In a city as prosperous as Los Angeles, and a state as wealthy as California, homelessness is a moral crisis that will define this region’s civic legacy for future generations. According to the annual homeless point-in-time count, every night in Los Angeles, more than 41,000 individuals are without a home.
Confronting this growing crisis is not only one of our highest priorities, it is our most enduring civic commitment. Together with nonprofit service providers and other partners, using evidence-based practices, street-based outreach and engagement teams, new safe interim and affordable housing and a full spectrum of supportive services we have housed more than 22,000 people in the region since 2019.
But despite these great strides, the homeless population continues to rise. The forces of poverty and the realities of the housing and employment markets are such that for every 207 individuals that exited homelessness every day in 2019, another 227 became homeless - every day. COVID-19 will surely make this problem worse.
As Dr. Martin Luther King, Jr. has said, “God never intended for one group of people to live in superfluous inordinate wealth, while others live in abject deadening poverty”. We will not live with the fact that some of our fellow Angelenos will be consigned to a life in the streets. My commitment is to building common cause and collective action to put in place a legislative, administrative, and budgetary framework that provides for a Right to Housing. So that we are bringing everyone experiencing homelessness indoors with resolve and urgency.
The COVID-19 pandemic created a health and economic crisis of enormous scale and human impact. In its wake, businesses and non-essential services have sustained significant financial damage. The same social and economic determinants that have driven health disparities for generations – such as access to food, housing, education and health services – have exacerbated inequitable access to prevention, testing, and treatment resources. And our city’s homeless population is particularly vulnerable to the challenges of this virus.
Our emergency response to this crisis requires that not only do we work to lay the groundwork for lasting institutional equitable reform, but prioritize the communities and neighborhoods most affected by this virus. The tragedy and turmoil wrought by this pandemic cannot be overstated, so we will work tirelessly to help those affected recover and emerge stronger and more resilient.
So far, over the course of this pandemic, working with Health Services and Fire Departments to provide testing and treatment in medically underserved areas, and St. John’s Well Child and Family Center to dispatch mobile testing units to churches, grocery stores, community organizations, skilled nursing facilities, and other locations, resources have been distributed to areas of critical need. More than 180,000 masks have been donated to essential workers – most of which delivered personally to healthcare workers, firefighters, grocery store clerks, public defenders, and street outreach teams helping the homeless.
Equity: Establishing an Anti-Racist Agenda
Equity comes from the idea of moral equality. The idea that in the design of policy and programs, while we are all created equal, understanding the context of history that has contributed to a community’s struggles is instrumental in building a future worthy of their courage and their ambitions. It means actively working to counteract policies that were put into place and led to centuries of unchecked structural discrimination.
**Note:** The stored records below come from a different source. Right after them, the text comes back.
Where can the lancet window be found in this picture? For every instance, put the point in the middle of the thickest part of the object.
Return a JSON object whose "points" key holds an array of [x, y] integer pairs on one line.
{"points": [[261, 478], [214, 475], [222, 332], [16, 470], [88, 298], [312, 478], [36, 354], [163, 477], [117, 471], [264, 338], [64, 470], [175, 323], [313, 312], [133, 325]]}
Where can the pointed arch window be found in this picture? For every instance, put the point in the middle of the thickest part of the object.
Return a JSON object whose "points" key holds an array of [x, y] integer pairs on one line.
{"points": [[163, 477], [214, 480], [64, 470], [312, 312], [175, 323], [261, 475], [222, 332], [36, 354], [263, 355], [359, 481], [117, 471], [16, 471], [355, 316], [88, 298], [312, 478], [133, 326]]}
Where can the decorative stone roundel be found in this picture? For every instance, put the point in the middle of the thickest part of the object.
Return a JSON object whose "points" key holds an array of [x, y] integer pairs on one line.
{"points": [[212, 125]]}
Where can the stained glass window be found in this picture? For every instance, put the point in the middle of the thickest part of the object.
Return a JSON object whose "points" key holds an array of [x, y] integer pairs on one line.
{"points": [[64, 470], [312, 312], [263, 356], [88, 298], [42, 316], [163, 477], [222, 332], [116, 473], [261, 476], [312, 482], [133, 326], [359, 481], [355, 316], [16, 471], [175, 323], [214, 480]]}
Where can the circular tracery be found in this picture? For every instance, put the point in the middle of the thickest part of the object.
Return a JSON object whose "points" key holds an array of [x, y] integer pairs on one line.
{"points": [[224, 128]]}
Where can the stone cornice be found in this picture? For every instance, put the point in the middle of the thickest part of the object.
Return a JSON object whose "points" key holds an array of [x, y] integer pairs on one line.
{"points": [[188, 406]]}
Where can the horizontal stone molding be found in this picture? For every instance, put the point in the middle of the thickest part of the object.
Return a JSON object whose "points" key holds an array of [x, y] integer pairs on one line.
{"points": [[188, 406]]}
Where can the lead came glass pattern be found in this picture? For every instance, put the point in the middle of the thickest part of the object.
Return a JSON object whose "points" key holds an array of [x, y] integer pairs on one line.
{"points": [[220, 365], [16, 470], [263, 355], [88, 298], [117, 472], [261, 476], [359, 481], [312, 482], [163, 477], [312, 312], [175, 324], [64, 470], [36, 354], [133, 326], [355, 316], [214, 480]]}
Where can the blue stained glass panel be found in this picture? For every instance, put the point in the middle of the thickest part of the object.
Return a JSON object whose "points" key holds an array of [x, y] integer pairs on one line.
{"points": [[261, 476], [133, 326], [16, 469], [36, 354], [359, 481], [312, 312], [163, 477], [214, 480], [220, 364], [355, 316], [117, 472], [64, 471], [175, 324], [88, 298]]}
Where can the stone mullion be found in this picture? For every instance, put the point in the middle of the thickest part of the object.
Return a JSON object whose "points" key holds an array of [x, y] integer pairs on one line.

Access to opportunity is central to a vision for advancing an equitable system and establishing an antiracist Los Angeles. This agenda is centered on the actions and outcomes that will produce real systemic change, improved educational outcomes, increased housing and housing stability, meaningful employment opportunities and an equitable and fair criminal justice system. Our work is to challenge vested interests, speak for people who are historically excluded and ignored systematically in making policy and in turn inspire Los Angeles to set the national standard and become a leader on dismantling racism, gender inequity, and other forms of structural discrimination.
Economic development must be rooted in the belief that all individuals regardless of their station in life should have access to health, wellbeing, justice and opportunity. Fostering the conditions that create the circumstances where these attributes can flourish requires not just a desire to do so, but creating an actionable strategy. Seizing on the role development can play in harnessing the economic strength of a community to create jobs and develop a voice to advocate for their own wellbeing, Councilmember Ridley-Thomas will focus on the adoption of new City programs and policies designed to expand business and career opportunities for disadvantaged communities.
A focus on high-growth industry sectors, including Bioscience, Film and Digital Media, Health Care Services, Construction and Manufacturing has potential to put the District and the city on an upward trajectory even in the face of economic headwinds. As a result of the introduction of several career pathway programs such as Careers for a Cause Job Training Program, LA Emergency Medical Technician program, and Bio-Flex participants and District residents are being prepared to break through barriers to employment in living wage careers.